On 7 March 2024, West Yorkshire Combined Authority published the strategic outline case for the project. The first phase proposes a Leeds Line running from St James's Hospital to White Rose Shopping Centre, and a Bradford Line running from Leeds to a new Bradford railway station. A future case for connecting Leeds to Dewsbury will be consulted on separately via a £1 million Dewsbury Line Development Project fund. One week later, WYCA approved the strategic outline case and was to submit it to the Department of Transport for approval to continue with development of the scheme. A public consultation on the exact routes of phase one was scheduled for summer 2024.

On 15 July 2024 initial route options for both lines were revealed, ahead of an 11-week consultation.
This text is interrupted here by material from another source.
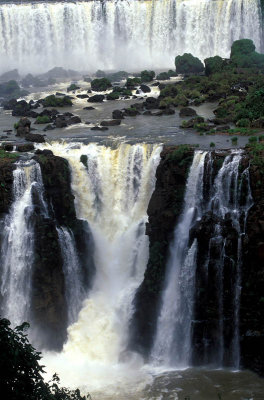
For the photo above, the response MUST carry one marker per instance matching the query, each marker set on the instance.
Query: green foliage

A final decision on precise routing is expected to be taken in 2025. Public consultation in 2025 showed favourable outcome for three lines, with the highest support for the line to Leeds Beckett University.

===Construction===
Construction of phase 1 (the Bradford to Leeds and St James's to White Rose lines) is expected to start in 2028, with the first services starting in 2031, and the whole system completed by 2040.